When comparing periods, hold the subgroup weights constant. NetSuite saved searches and SuiteAnalytics workbooks can support this. The question to ask: "If the mix hadn't changed, would the number still have improved?"

And if you're using AI for analysis, then use the prompt addition above, or build the habit into your AI workflows by always requesting both the aggregate and the segment-level view in the same output.

When It's Not Simpson's Paradox

Not every discrepancy between aggregate and segment-level data is Simpson's Paradox. Sometimes segments just move in different directions, and that's normal. One product line grows while another shrinks. One subsidiary outperforms while another lags. That's just business.

Simpson's Paradox has a specific signature:

  • Every segment moves in one direction (all up or all down)
  • The aggregate moves in the opposite direction
  • The cause is a composition shift in the relative sizes of the segments

If your segments are mixed (some up, some down), and the aggregate reflects a weighted average, then that's just aggregation working as expected. No paradox, and no alarm.

The paradox matters when the unanimous signal from every segment is being overruled by the aggregate. That's when the aggregate is actively misleading you.
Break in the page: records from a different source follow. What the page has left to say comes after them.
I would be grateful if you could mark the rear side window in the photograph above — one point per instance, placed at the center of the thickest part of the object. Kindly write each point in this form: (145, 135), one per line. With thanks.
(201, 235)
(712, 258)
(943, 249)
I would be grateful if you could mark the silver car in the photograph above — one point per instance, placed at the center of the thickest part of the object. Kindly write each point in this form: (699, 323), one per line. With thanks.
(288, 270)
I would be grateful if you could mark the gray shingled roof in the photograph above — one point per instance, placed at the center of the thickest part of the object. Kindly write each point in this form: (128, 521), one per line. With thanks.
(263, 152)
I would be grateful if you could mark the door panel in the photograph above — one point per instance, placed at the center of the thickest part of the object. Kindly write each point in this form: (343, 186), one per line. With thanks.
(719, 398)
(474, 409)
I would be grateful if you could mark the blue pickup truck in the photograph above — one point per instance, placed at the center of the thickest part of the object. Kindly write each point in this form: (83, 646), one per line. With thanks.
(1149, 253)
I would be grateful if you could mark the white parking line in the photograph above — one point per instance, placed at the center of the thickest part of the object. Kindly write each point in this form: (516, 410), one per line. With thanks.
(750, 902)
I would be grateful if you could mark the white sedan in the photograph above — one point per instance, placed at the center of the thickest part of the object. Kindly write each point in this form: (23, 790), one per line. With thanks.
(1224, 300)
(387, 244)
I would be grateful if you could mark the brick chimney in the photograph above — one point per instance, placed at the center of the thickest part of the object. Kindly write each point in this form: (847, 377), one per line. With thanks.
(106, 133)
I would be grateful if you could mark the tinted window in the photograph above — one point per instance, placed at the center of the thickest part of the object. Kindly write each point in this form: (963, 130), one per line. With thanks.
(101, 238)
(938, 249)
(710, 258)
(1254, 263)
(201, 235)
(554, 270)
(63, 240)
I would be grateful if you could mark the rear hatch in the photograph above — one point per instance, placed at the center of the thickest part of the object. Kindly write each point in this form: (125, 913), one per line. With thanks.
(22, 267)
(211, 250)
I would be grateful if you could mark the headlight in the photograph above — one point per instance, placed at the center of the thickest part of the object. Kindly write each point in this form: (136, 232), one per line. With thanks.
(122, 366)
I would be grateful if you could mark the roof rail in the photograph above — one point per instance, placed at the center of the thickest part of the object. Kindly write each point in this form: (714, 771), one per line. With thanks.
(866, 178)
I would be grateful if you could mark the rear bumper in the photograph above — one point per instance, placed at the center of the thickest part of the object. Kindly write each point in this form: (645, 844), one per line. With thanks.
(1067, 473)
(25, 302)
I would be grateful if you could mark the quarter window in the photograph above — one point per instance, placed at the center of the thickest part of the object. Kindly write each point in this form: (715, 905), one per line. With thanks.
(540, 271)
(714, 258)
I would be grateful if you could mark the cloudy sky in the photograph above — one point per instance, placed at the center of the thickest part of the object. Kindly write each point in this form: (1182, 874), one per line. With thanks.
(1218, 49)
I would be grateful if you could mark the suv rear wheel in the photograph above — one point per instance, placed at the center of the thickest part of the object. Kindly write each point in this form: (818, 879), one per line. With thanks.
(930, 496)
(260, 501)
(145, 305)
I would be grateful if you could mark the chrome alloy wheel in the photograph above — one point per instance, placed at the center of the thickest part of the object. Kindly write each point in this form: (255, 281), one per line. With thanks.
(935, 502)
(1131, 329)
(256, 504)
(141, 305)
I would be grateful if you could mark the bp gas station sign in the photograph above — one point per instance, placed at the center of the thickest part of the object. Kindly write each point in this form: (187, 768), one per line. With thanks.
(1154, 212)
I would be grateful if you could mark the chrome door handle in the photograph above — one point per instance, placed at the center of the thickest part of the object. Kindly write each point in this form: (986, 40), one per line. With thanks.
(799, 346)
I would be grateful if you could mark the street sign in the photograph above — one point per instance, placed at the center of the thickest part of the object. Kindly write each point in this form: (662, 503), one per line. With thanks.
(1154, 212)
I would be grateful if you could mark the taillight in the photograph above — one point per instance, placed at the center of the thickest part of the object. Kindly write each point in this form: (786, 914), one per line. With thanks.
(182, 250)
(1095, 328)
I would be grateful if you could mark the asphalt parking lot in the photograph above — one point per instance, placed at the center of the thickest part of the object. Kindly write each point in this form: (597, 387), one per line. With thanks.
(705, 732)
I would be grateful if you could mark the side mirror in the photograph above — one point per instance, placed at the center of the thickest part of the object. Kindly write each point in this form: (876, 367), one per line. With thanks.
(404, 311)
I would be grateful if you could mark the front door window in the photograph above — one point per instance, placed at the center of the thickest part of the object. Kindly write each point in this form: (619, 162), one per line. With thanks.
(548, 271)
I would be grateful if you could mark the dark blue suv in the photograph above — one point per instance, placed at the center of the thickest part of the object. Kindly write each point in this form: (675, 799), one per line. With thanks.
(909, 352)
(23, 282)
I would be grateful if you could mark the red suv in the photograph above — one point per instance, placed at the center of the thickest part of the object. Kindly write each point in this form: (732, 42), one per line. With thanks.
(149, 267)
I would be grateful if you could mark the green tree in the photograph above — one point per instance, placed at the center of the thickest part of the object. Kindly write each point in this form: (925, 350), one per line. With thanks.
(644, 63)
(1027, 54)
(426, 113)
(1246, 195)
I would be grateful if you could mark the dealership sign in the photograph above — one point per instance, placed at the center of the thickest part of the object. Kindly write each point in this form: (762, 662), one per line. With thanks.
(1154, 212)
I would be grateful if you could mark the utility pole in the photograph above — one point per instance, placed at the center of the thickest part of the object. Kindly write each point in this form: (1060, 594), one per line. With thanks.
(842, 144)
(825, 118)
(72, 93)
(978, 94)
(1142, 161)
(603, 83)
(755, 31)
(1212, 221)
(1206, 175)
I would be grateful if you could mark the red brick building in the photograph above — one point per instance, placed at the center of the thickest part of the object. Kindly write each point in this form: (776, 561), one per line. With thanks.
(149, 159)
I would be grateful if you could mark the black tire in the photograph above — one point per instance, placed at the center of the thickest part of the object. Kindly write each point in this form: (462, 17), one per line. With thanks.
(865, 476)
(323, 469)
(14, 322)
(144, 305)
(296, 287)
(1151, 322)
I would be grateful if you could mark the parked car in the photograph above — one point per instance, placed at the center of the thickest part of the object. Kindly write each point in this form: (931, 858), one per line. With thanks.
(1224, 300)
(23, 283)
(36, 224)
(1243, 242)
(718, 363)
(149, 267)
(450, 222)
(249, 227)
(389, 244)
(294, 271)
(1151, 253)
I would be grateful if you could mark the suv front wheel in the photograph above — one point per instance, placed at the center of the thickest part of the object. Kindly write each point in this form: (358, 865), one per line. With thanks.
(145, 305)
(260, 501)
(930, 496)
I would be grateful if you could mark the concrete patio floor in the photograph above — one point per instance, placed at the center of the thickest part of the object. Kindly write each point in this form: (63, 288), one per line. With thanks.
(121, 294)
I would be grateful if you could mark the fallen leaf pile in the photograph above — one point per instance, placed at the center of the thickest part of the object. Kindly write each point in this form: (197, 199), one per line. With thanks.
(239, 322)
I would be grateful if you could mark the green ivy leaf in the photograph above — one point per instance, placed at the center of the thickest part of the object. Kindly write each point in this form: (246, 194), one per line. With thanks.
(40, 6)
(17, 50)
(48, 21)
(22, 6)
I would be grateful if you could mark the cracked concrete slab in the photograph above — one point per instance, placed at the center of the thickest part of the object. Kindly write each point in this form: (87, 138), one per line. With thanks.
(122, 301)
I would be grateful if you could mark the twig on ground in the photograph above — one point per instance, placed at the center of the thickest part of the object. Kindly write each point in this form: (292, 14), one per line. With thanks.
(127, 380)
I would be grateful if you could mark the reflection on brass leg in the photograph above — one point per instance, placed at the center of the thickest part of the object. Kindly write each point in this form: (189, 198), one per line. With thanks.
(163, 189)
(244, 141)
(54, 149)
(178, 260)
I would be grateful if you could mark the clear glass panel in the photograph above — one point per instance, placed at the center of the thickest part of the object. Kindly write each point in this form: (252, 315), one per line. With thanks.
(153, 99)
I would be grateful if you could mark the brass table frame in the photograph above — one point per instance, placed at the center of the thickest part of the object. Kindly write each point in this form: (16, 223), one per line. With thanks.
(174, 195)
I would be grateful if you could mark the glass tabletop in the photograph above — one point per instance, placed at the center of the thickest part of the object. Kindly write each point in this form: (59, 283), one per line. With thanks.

Did the relative sizes of your segments change significantly between periods? If not (same product mix, same rep allocation, same subsidiary proportions), then the aggregate trend is probably trustworthy. Simpson's Paradox needs a composition shift to operate. Stable proportions make it impossible.

Wrapping Up

Simpson's Paradox is a reminder that aggregate data can invert reality. The overall number can point in the exact opposite direction of every underlying trend, and it does this without any error message or warning flag.

The only defense is to get into the habit of looking one level deeper. In NetSuite terms: don't stop at the saved search summary. Click into the segments and check the mix. Ask whether the story changes when you slice it differently.

It usually doesn't. But when it does, you'll be glad you checked.